Storage Formats
In Fluss, a storage format primarily defines how data is stored and accessed. Each format is designed to balance storage efficiency, read performance, and query capabilities.
This page describes the available formats in Fluss and provides guidance on selecting the appropriate format based on workload characteristics.
How to Think About Formats in Fluss
At a high level, a format determines:
- How data is laid out on disk (columnar vs row-oriented)
- How efficiently data can be scanned, filtered, or projected
- Whether the workload is optimized for streaming scans or key-based access
Formats in Fluss determine:
- CPU vs IO trade-offs
- Scan-heavy vs lookup-heavy workloads
- Analytical vs operational access patterns
Log Format and KV Format
In Fluss, storage formats can be used in two different ways, depending on how the data is accessed.
-
Log format is designed for reading data in order, as it is written. It is commonly used for streaming workloads, append-only tables, and changelog-style data.
-
KV format is designed for accessing data by key. It is used for workloads where queries look up or update values using a key and only the most recent value for each key is needed.
ARROW can be used as log format, while COMPACTED supports both log and KV formats.
ARROW Format (Default)
Overview
ARROW is the default log format in Fluss. It stores data in a columnar layout, organizing information by columns rather than rows.

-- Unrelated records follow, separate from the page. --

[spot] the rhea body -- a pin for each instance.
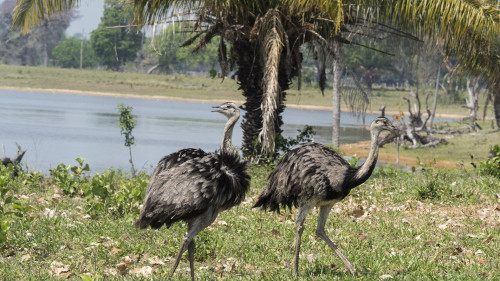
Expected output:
(193, 186)
(313, 175)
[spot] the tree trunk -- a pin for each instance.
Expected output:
(249, 77)
(496, 104)
(337, 72)
(434, 102)
(472, 102)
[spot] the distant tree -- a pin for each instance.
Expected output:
(174, 58)
(113, 43)
(368, 64)
(127, 124)
(33, 48)
(67, 53)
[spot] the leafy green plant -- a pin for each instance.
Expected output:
(130, 196)
(491, 166)
(68, 177)
(127, 124)
(11, 208)
(111, 191)
(282, 144)
(100, 191)
(305, 135)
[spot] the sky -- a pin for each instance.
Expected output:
(90, 12)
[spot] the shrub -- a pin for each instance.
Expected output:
(491, 166)
(11, 208)
(68, 177)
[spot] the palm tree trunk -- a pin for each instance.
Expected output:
(496, 104)
(249, 77)
(337, 72)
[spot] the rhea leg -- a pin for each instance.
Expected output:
(194, 228)
(191, 258)
(304, 210)
(320, 231)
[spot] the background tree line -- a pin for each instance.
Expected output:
(264, 44)
(113, 48)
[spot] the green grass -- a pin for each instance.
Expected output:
(426, 225)
(459, 149)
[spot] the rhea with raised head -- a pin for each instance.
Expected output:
(313, 175)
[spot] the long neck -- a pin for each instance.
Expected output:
(226, 145)
(365, 170)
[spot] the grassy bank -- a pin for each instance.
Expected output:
(458, 150)
(461, 150)
(423, 225)
(191, 87)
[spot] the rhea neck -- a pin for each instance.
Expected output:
(364, 171)
(228, 132)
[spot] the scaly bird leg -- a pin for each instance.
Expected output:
(200, 223)
(191, 258)
(320, 231)
(304, 210)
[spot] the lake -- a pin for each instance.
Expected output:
(57, 128)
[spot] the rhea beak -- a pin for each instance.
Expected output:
(393, 128)
(218, 107)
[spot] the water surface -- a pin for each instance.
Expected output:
(57, 128)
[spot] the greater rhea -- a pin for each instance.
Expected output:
(194, 186)
(315, 176)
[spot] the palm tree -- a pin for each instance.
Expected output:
(265, 36)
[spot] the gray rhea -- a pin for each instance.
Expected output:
(315, 176)
(194, 186)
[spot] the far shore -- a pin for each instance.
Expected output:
(359, 149)
(108, 94)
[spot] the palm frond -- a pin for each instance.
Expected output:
(273, 44)
(28, 13)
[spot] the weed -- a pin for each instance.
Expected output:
(491, 166)
(11, 208)
(127, 124)
(68, 177)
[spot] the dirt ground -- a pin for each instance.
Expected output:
(361, 149)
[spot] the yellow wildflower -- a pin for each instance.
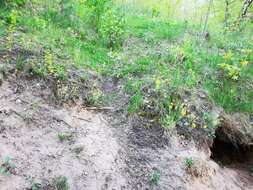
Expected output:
(228, 55)
(244, 63)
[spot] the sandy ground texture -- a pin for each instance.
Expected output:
(97, 154)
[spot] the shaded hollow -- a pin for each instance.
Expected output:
(226, 152)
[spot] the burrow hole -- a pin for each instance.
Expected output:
(227, 153)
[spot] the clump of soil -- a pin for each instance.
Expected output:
(29, 134)
(46, 140)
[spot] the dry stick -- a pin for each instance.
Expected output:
(99, 108)
(87, 120)
(61, 120)
(207, 16)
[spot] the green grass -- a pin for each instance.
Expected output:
(153, 28)
(160, 59)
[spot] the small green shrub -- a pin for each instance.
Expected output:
(61, 183)
(97, 8)
(111, 28)
(189, 162)
(13, 2)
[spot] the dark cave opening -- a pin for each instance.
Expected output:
(227, 153)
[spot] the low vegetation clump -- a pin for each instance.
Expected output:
(158, 60)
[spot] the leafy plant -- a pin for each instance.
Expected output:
(189, 162)
(61, 183)
(111, 28)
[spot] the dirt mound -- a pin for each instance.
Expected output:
(45, 141)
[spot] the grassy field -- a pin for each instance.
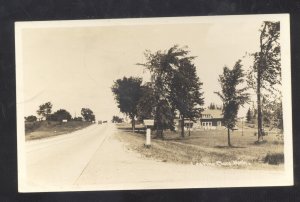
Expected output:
(43, 129)
(210, 148)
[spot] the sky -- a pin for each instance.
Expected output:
(74, 67)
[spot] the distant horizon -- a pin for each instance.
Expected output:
(74, 67)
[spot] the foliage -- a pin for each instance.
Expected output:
(87, 114)
(79, 118)
(127, 93)
(265, 74)
(249, 116)
(274, 158)
(232, 96)
(45, 110)
(174, 86)
(147, 104)
(186, 95)
(60, 115)
(31, 118)
(117, 119)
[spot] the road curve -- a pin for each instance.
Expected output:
(60, 160)
(94, 159)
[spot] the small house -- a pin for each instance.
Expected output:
(211, 119)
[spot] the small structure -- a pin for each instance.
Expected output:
(211, 119)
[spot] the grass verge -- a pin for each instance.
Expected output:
(44, 129)
(209, 148)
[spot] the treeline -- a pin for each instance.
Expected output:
(45, 113)
(176, 90)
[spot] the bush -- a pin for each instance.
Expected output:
(274, 159)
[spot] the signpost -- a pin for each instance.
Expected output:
(148, 123)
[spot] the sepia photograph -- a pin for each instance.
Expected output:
(154, 103)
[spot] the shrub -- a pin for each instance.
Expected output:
(274, 159)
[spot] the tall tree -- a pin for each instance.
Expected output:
(186, 93)
(266, 71)
(45, 110)
(232, 96)
(164, 66)
(87, 114)
(249, 116)
(127, 93)
(31, 118)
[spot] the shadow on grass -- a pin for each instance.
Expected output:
(228, 147)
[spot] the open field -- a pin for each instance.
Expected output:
(210, 148)
(43, 129)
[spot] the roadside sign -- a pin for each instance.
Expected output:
(149, 122)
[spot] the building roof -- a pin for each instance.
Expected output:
(215, 113)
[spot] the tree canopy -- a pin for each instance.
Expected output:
(174, 85)
(45, 110)
(265, 73)
(87, 114)
(60, 115)
(232, 95)
(127, 92)
(31, 118)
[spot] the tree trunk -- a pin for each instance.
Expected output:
(182, 126)
(133, 124)
(190, 128)
(228, 134)
(259, 110)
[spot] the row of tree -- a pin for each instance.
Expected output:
(176, 89)
(45, 111)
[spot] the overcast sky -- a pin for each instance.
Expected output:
(74, 67)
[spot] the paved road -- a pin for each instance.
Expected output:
(93, 158)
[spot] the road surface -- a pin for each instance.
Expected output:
(94, 159)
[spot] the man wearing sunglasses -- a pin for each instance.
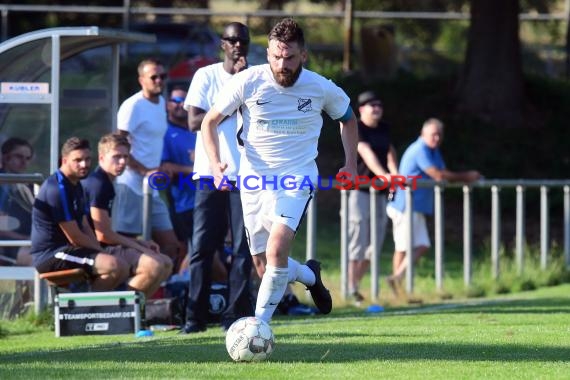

This layout is well suited for analytical and streaming workloads.
Key Features
- Column pruning: Reads only the columns required by a query
- Predicate pushdown: Applies filters efficiently at the storage layer
- Arrow ecosystem integration: Compatible with Arrow-based processing frameworks
When to Use ARROW
ARROW is recommended for:
- Analytical queries that access a subset of columns
- Streaming workloads with selective column reads
- General-purpose tables with varying query patterns
- Workloads that benefit from predicate pushdown
ARROW Trade-offs
ARROW is less efficient for workloads that:
- Always read all columns
- Mostly access individual rows by key
COMPACTED Format
Overview
COMPACTED uses a row-oriented format that focuses on reducing storage size and CPU usage. It is optimized for workloads where queries typically access entire rows rather than individual columns.
Key Features
- Reduced storage overhead: Variable-length encoding minimizes disk usage
- Lower CPU overhead: Efficient when all columns are accessed together
- Row-oriented access: Optimized for full-row reads
- Key-value support: Can be configured for key-based access patterns
When to Use COMPACTED
COMPACTED is recommended for:
- Tables where queries usually select all columns
- Large vector or embedding tables
- Pre-aggregated results or materialized views
- Denormalized or joined tables
- Workloads that prioritize storage efficiency over selective column access
Configuration
To enable the COMPACTED format for log data, set the table.log.format option:
CREATE TABLE my_table (
id BIGINT,
data STRING,
PRIMARY KEY (id) NOT ENFORCED
) WITH (
'table.log.format' = 'COMPACTED'
);
COMPACTED with WAL Changelog Image
For key-based workloads that only require the latest value per key, the COMPACTED format can be used for both log and kv data, combined with the WAL changelog image mode.
CREATE TABLE kv_table (
key STRING,
value STRING,
PRIMARY KEY (key) NOT ENFORCED
) WITH (
'table.log.format' = 'COMPACTED',
'table.kv.format' = 'COMPACTED',
'table.changelog.image' = 'WAL'
);
COMPACTED Trade-offs
COMPACTED is not recommended when:
- Queries need to read only a few columns from a table
- Filters are applied to reduce the amount of data read
- Analytical workloads require flexible access to individual columns
- Historical changes or full changelog data must be preserved
ARROW vs COMPACTED
| Feature | ARROW | COMPACTED |
|---|---|---|
| Physical layout | Columnar | Row-oriented |
| Typical access pattern | Scans with projection & filters | Full-row reads or key lookups |
| Column pruning | ✅ Yes | ❌ No |
| Predicate pushdown | ✅ Yes | ❌ No |
| Storage efficiency | Good | Excellent |
| CPU efficiency | Better for selective reads | Better for full-row reads |
| Log format | ✅ Yes | ✅ Yes |
| KV format | ❌ No | ✅ Yes |
| Best suited for | Analytics workloads | State tables / materialized data |